The inventors of the present invention have solved the above problems by setting the amount of hemicellulose to a certain amount or less in a tobacco material containing an aqueous dispersion medium and tobacco particles having an average particle diameter of 30 μm or less dispersed in the dispersion medium. That is, the said subject is solved by the following this invention.
(1) A tobacco material comprising an aqueous dispersion medium and tobacco particles having an average particle size of 30 μm or less dispersed in the dispersion medium,
A tobacco material, wherein the hemicellulose content in the tobacco material is 0.8 wt% or less based on bone dry tobacco particles.
(2) The tobacco material as described in (1) whose pH is 4.8 or less.
(3) The tobacco material according to (1) or (2), wherein the aqueous dispersion medium contains an aqueous organic compound.
(4) The tobacco material according to (3), wherein the aqueous organic compound is selected from the group consisting of monohydric alcohols, polyhydric alcohols, sugar alcohols, saccharides, polyhydric alcohol esters, and combinations thereof.
(5) The tobacco material according to any one of (1) to (4), wherein the content of water in the aqueous dispersion medium is more than 50% by weight in the aqueous dispersion medium.
(6) The tobacco material according to any one of (1) to (5), wherein the content of the tobacco particles is 1 to 40% by weight.
(7) The tobacco material according to any one of (1) to (6), wherein the tobacco particles are particles derived from tobacco raw material, fermented tobacco raw material, or heat-treated tobacco raw material.
(8) The tobacco material according to (7), wherein the cultivar of the tobacco material is yellow species, burley species, native species, or orient leaves.
(9) preparing a dispersion containing an aqueous dispersion medium and tobacco particles having an average particle diameter of 30 μm or less dispersed in the dispersion medium, and heating the dispersion to 160 ° C. or higher,
A method for producing a tobacco material according to any one of (1) to (8).
(10) The method according to (9), wherein the heating is performed under pressure.
(11) A tobacco product comprising the tobacco material according to any one of the above (1) to (8).
(12) The tobacco product according to (11), further comprising a base material, and containing 0.01 to 5% by weight of the tobacco particles relative to the base material.
(13) A method of producing a tobacco product according to (12), which comprises the step of adding the tobacco material according to any one of (1) to (8) to the base material.

The present invention can provide a low viscosity tobacco material in which tobacco particles are dispersed in an aqueous dispersion medium.

Diagram showing the viscosity of tobacco material Diagram showing the viscosity of tobacco material Diagram showing the viscosity of tobacco material Figure showing the results of storage test Diagram showing the pH of tobacco material

Hereinafter, the present invention will be described in detail. In the present invention, “X to Y” includes X and Y which are final values.

1. Tobacco Material The tobacco material of the present invention comprises an aqueous dispersion medium and tobacco particles having an average particle size of 30 μm or less dispersed in the dispersion medium.

(1) Tobacco Particles The tobacco particles may be derived from tobacco raw materials, fermented tobacco raw materials, or heat-treated tobacco raw materials. A tobacco raw material is the whole tobacco or the site | part of tobacco, and a leaf, vein, stalk, a root, a flower, and these mixtures can be used as a site | part. The type of tobacco is not particularly limited, and examples thereof include yellow species, burley species, native species, and orient leaves. The state of the tobacco material to be used may be a fresh leaf which has not been subjected to drying immediately after harvest, etc., or it may be dried after harvest, or these may be used in combination. In addition, it is also possible to use tobacco, expanded tobacco and sheet tobacco obtained by processing these tobacco raw materials. These may be used alone, or two or more types of varieties or portions may be used in combination.
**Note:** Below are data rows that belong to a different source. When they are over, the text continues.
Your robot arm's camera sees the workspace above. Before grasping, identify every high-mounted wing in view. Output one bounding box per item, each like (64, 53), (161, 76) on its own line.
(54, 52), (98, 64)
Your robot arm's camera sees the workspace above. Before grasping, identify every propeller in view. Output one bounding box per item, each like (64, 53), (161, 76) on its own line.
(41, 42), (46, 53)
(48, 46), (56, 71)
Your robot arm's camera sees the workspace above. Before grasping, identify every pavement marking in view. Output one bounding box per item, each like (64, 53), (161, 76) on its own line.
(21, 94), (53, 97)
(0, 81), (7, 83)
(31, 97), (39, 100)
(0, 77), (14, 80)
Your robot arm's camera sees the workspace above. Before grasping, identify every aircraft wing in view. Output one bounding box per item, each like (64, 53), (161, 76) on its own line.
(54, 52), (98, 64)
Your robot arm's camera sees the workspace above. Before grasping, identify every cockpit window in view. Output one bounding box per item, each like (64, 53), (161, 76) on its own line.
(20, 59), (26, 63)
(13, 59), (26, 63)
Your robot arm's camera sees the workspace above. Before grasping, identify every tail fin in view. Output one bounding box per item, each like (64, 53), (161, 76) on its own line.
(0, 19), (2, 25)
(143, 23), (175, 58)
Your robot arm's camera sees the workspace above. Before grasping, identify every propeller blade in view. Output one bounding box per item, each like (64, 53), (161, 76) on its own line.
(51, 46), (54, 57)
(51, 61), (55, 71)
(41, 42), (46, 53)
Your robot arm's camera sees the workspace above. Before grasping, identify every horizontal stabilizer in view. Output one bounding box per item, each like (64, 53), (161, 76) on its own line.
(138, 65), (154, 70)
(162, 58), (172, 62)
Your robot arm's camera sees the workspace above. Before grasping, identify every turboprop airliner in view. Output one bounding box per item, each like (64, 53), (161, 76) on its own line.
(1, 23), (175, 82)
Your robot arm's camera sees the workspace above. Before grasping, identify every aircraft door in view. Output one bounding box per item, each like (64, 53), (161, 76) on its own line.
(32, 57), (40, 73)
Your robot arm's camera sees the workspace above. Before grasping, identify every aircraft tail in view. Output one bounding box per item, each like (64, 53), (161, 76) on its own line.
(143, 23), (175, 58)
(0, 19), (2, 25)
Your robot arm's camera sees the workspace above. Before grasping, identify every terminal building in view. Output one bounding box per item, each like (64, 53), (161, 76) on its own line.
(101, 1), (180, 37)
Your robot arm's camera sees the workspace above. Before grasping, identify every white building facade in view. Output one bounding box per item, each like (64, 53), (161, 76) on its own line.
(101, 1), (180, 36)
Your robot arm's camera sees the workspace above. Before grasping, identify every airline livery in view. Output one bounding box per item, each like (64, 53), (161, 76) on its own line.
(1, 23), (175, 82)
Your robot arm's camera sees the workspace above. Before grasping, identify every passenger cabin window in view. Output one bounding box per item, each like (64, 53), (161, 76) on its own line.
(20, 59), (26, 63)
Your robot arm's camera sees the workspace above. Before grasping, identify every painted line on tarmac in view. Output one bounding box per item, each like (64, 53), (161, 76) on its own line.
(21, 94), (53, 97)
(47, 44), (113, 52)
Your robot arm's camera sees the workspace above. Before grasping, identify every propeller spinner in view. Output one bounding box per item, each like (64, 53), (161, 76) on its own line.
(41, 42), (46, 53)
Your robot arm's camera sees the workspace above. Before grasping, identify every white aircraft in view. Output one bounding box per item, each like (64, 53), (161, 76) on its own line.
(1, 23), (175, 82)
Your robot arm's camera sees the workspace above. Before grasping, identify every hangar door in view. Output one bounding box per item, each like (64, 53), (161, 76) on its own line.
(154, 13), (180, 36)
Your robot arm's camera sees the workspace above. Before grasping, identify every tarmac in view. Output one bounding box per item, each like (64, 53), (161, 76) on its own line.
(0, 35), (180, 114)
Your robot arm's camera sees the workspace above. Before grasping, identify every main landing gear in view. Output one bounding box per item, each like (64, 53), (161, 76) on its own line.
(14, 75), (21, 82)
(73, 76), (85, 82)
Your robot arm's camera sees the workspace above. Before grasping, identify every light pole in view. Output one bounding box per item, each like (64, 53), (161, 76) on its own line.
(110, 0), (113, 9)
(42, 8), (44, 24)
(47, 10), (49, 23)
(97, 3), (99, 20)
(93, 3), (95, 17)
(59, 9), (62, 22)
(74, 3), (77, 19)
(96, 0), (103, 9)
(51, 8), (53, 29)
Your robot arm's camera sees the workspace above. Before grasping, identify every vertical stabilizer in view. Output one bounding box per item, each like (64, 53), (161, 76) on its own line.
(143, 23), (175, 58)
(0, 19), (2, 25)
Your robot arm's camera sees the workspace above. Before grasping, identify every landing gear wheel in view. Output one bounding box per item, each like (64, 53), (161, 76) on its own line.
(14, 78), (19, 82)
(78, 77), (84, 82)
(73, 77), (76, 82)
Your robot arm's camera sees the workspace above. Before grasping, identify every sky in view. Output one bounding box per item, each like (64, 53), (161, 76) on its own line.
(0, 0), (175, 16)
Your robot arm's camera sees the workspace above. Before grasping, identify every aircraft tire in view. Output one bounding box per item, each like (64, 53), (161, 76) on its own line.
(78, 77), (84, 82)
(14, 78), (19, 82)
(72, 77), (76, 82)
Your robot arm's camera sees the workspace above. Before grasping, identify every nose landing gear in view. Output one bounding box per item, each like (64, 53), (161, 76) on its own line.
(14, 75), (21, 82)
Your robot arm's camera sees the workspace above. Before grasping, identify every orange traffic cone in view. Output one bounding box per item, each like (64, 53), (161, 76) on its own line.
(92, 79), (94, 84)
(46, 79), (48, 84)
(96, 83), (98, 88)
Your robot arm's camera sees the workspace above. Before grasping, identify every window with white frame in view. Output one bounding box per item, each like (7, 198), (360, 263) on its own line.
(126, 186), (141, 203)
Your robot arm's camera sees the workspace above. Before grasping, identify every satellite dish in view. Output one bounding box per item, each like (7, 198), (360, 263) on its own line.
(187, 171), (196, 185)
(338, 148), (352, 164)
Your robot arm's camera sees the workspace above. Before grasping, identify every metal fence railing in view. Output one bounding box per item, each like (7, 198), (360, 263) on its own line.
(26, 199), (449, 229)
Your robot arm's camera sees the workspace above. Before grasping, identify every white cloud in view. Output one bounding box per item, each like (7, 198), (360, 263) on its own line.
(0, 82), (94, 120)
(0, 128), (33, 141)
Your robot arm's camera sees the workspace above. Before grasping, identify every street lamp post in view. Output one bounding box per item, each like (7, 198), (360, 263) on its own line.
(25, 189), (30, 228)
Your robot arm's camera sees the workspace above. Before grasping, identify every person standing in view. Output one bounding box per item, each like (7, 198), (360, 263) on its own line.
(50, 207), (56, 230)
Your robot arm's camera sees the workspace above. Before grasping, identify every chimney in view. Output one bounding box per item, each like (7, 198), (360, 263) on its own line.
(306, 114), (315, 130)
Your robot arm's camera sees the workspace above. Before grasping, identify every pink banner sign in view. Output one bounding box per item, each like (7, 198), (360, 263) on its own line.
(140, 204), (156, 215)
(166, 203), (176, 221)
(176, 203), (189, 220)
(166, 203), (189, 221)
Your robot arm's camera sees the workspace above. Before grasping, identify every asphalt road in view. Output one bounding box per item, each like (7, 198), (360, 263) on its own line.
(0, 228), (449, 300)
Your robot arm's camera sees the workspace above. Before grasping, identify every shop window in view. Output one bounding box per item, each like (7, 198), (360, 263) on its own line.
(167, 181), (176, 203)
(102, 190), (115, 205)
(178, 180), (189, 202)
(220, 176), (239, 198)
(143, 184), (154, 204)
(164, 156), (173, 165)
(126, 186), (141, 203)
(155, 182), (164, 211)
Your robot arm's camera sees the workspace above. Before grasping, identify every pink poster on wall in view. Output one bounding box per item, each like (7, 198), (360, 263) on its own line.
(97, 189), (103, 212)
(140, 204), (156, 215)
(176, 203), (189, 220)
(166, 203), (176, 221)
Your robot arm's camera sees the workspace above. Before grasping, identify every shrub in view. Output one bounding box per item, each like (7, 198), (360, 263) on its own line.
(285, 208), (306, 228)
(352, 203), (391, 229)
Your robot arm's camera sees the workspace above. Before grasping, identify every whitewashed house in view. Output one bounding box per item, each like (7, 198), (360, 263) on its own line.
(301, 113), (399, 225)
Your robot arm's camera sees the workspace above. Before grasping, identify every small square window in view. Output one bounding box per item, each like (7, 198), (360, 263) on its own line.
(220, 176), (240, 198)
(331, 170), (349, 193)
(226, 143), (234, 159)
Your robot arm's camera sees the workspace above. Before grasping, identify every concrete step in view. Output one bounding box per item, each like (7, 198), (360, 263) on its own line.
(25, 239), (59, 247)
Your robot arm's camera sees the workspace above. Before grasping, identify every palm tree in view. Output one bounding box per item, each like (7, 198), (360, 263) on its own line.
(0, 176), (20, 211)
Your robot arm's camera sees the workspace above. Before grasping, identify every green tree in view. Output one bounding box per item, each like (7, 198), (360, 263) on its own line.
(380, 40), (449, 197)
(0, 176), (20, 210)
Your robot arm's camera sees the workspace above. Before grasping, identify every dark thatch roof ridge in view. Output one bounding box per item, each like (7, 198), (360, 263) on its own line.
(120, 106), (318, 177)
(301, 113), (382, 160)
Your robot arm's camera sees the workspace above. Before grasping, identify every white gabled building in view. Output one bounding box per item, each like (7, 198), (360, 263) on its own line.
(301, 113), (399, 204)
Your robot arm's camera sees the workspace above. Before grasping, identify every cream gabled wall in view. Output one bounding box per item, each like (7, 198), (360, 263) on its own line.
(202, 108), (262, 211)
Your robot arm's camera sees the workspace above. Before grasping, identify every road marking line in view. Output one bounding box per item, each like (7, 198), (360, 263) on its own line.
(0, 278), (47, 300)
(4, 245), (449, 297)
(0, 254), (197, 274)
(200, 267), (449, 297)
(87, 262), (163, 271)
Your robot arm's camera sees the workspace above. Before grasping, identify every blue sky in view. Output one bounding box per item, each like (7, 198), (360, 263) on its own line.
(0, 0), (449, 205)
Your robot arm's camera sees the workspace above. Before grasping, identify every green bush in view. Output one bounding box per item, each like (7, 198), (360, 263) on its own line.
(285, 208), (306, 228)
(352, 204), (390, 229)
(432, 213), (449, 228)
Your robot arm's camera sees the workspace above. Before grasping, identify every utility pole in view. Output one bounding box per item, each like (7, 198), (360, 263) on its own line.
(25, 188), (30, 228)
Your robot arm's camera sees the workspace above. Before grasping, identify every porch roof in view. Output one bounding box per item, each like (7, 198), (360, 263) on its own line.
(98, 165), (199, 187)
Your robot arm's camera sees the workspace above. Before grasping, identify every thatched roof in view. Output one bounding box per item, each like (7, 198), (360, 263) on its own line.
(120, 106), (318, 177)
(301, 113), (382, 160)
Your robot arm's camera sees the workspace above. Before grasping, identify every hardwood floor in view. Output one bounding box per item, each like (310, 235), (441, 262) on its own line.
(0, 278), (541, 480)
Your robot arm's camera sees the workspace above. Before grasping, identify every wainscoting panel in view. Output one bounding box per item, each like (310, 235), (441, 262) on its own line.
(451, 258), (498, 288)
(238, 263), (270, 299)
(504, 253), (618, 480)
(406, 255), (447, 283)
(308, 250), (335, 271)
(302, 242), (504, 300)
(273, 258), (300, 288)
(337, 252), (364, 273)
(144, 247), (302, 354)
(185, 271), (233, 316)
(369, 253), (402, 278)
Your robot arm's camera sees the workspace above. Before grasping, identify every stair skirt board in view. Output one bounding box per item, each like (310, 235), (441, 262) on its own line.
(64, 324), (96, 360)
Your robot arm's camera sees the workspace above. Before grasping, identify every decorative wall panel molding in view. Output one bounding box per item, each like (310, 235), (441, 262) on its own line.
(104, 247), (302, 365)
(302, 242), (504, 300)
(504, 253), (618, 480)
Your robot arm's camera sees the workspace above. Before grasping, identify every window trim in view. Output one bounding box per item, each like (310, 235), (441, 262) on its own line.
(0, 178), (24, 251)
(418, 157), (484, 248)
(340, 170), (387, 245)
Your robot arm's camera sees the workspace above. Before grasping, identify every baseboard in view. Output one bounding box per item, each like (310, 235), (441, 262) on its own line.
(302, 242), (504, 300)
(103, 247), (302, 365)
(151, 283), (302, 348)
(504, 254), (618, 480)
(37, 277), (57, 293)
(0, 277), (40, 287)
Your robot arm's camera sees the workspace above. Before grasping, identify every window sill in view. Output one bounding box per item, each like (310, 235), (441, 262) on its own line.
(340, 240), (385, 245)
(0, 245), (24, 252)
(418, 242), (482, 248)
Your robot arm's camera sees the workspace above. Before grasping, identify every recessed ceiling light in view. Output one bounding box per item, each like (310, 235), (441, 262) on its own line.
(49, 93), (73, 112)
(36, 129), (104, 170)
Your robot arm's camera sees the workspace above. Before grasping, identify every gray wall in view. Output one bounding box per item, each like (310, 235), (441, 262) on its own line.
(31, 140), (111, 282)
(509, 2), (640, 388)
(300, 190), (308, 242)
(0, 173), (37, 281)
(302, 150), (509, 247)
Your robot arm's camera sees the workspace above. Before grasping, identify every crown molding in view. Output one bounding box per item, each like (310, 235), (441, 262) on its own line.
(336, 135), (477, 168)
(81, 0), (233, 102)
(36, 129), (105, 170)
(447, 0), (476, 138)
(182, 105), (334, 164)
The tobacco particles can be prepared by any method, but it is preferable to subject the tobacco raw material to a usual drying treatment and then to coarsely grind it with a usual coarse crusher and then to finely grind it. Drying treatment and coarse grinding may be performed as known, and the average particle size of the coarsely crushed tobacco particles is preferably in the range of several hundred μm to several mm. The method of pulverization is also not limited, and any method of wet pulverization or dry pulverization may be used. The wet pulverization can be carried out by adding a liquid dispersion medium to coarsely pulverized tobacco particles and mixing them, and treating the mixture with a wet pulverizer (for example, MIC-2: manufactured by Nara Machinery Co., Ltd.). The rotation speed of the pulverizer is preferably 1100 to 1300 rpm, and the pulverizing time is preferably about 5 to 100 minutes. The dry pulverization can be carried out by treating the roughly pulverized tobacco particles with a dry pulverizer such as a jet mill.

The average particle size of the tobacco particles thus obtained is 30 μm or less, preferably 20 μm or less. By having such an average particle diameter, clogging of the nozzle is less likely to occur when spray-spraying the dispersion, and the tobacco particles are easily dispersed uniformly in the tobacco material, and the aroma taste is imparted to the smoking article. It can be done without unevenness. In one embodiment, the lower limit of the average particle diameter of the tobacco particles is 5 μm or more, and in another embodiment 8 μm or more. The average particle size of the tobacco particles can be adjusted under the pulverizing conditions, and for example, the average particle size can be increased by shortening the pulverizing time, lowering the viscosity of the dispersion medium, or the like.

The average particle size in the present invention is determined by laser diffraction scattering method. Specifically, the average particle diameter in the present invention is measured with a refractive index of 1.60 to 0.101 using a laser diffraction particle size distribution measuring apparatus (for example, Shimadzu nanoparticle size distribution measuring apparatus SALD-2100). Ru.

(2) Aqueous Dispersion Medium The aqueous dispersion medium is a liquid medium containing water. The aqueous dispersion medium may be water alone or may contain a specific organic compound. The organic compound is preferably water soluble, and the aqueous organic compound is preferably selected from the group consisting of monohydric alcohols, polyhydric alcohols, sugar alcohols, saccharides, polyhydric alcohol esters, and combinations thereof. . When the organic compound is insoluble in water, it can be dissolved in the aqueous dispersion medium by using it together with an amphiphilic organic compound such as methanol.

Examples of the monohydric alcohol include methanol, ethanol, 1-propanol, 2-propanol, 1-butanol, 2-butanol, 2-methyl-1-propanol, 2,2-dimethylethanol, cyclohexanol and the like monovalent C1- Examples thereof include C6 aliphatic alcohols, monohydric alcohols having an aromatic substituent such as benzyl alcohol, monohydric alcohols containing one or more halogen elements, and monohydric alcohols having one or more ether bonds.

Polyhydric alcohol is a generic term for compounds having two or more hydroxyl groups in one molecule, and includes, but is not limited to, glycerin and propylene glycol.
Examples of sugar alcohols include sorbitol, maltitol, xylitol, erythritol, lactitol, sorbitan, xylose, arabinose, mannose, trehalose and the like.
Examples of sugars include lactose, sugar, coupling sugar, glucose, enzyme starch syrup, acid saccharified starch syrup, maltose starch syrup, malt sugar, isomerized sugar, fructose, reduced maltose, reduced starch starch syrup, honey and the like.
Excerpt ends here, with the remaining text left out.